The Feds have one idea for how to shut Billie and her dangerous, rabble-rousing song down: take advantage of her well-known drug problems, and just keep arresting her over and over again, planting drugs on her if there's no other way to do it. To this end, they plant a sexy turncoat, Jimmy Fletcher (Trevante Rhodes), in Billie's entourage, and he and his handler, Harry Anslinger (Garrett Hedlund) keep finding ways of harassing and threatening her. And that's, I think, the whole plot? If nothing else, The United States vs. Billie Holiday points out the difference between "eventful" and "dramatic": Billie Holiday live a very busy, chaotic life, but as a narrative, it pretty much just involves the same run-ins with the feds over and over again with almost no significant variation until we finally get to 1959 and the singer's premature death at 44.

This is just not very interesting to watch. Certainly not when it's stretched out to 130 minutes. The film's unmistakable secret weapon is Day, who physically resembles Holiday very little, but who has worked hard to ably re-create the singer's highly distinctive creaky voice, and on top of that has done much to capture her weary misery at being faced with all the bullshit of the world. A Golden Globe win is decidedly over-generous, but there's no denying that whatever human impact the story has is channeled through Day's stretched-thin facial expressions and anger-tinged line readings.She's not demanding our sympathy, allowing her Billie to be easily-annoyed and snappish, but this just makes her that much more appealing human as she oscillates between righteousness, fear, and put-upon pragmatism.
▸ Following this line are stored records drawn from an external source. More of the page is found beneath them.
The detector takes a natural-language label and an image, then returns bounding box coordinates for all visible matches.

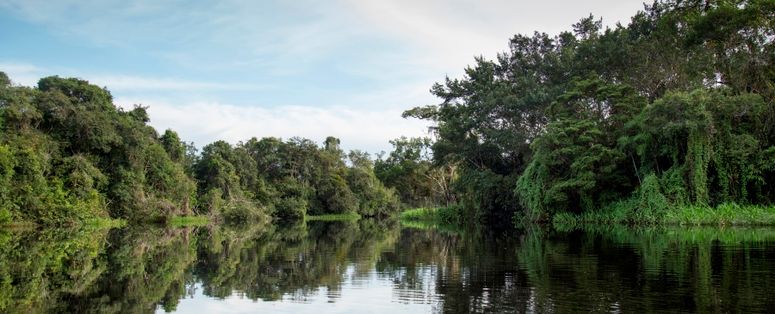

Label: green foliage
[0,77,194,224]
[406,0,775,224]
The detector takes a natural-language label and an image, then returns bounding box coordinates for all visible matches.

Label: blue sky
[0,0,643,153]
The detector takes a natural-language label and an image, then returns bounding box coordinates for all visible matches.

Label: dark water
[0,220,775,313]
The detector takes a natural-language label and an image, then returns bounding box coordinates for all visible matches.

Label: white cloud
[0,62,264,93]
[116,99,428,153]
[345,0,643,75]
[0,62,44,86]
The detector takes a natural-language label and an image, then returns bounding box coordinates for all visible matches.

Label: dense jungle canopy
[0,0,775,224]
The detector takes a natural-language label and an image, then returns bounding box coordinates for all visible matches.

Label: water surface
[0,220,775,313]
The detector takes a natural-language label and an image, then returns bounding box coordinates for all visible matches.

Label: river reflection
[0,220,775,313]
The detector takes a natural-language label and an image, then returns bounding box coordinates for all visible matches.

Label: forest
[0,74,399,225]
[0,0,775,225]
[404,0,775,224]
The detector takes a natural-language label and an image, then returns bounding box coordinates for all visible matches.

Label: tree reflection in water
[0,220,775,313]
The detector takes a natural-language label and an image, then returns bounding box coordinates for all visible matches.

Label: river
[0,220,775,314]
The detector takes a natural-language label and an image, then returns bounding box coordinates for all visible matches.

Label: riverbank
[398,206,462,225]
[399,203,775,229]
[551,204,775,227]
[304,213,361,221]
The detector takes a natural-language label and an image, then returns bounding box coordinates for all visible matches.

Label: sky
[0,0,643,153]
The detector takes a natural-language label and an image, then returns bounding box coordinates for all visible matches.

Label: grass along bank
[165,216,210,227]
[398,205,461,225]
[552,203,775,229]
[304,213,361,221]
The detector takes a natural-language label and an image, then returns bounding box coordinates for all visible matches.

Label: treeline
[399,0,775,226]
[0,72,399,224]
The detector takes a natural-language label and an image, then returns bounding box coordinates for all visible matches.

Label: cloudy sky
[0,0,643,153]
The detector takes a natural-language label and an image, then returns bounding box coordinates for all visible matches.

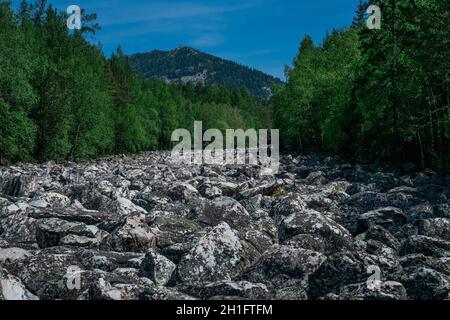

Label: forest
[273,0,450,173]
[0,0,450,173]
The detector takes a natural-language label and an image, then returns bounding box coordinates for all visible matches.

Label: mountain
[130,45,282,98]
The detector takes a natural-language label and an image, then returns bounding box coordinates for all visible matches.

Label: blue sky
[13,0,359,78]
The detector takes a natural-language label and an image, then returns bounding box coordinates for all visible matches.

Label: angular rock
[178,222,250,282]
[278,210,352,252]
[139,250,176,286]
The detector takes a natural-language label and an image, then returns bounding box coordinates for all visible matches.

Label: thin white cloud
[99,0,262,26]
Not that The United States vs. Billie Holiday is giving her all that much to work with. The film's own conception of Billie is scattered, drawn up from various bits and bobs of her biography, including some hastily stuffed-in references to her affair with Tallulah Bankhead (Natasha Lyonne) that have absolutely no impact on anything. Thanks to this indistinct assemble of traits, coupled with the script's reluctance to seriously grapple with the negative impact of heroin usage, she basically doesn't emerge as a person with conflicts to work through, but just a rock around which the rest of the film flows.
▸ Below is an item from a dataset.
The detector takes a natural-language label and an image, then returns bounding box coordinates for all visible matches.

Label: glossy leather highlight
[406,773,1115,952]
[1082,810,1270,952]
Daniels directs this with a flat, trudge-through-the-events professionalism, only coming to life around the edges. The film has some very peculiar scene transitions in the form of quick little flickers of still images that abstractly call up the emotions that are at play, and this is at least unusual in a striking way, though the film never does this consistently. There's a hallucinatory sequence partway through that works terrifically well, blurring past and present in a kind of fuzzy, druggy haze, but the absence of any such trickery in the rest of the film is quite conspicuous. The whole thing ends up looking and feeling thin, narratively and visually, with Daniels pulling as few approaches to the material as Parks does, so it ends looking repetitive in addition to feeling repetitive. Arguably, the single best thing in the entire film is a goofy, anchronistic bit of banter between Day and Rhodes during the end credits - during the end credits, I say. If that doesn't sum up the slack, profoundly uninspired approach that The United States vs. Billie Holiday takes towards its subject, then I just don't know what.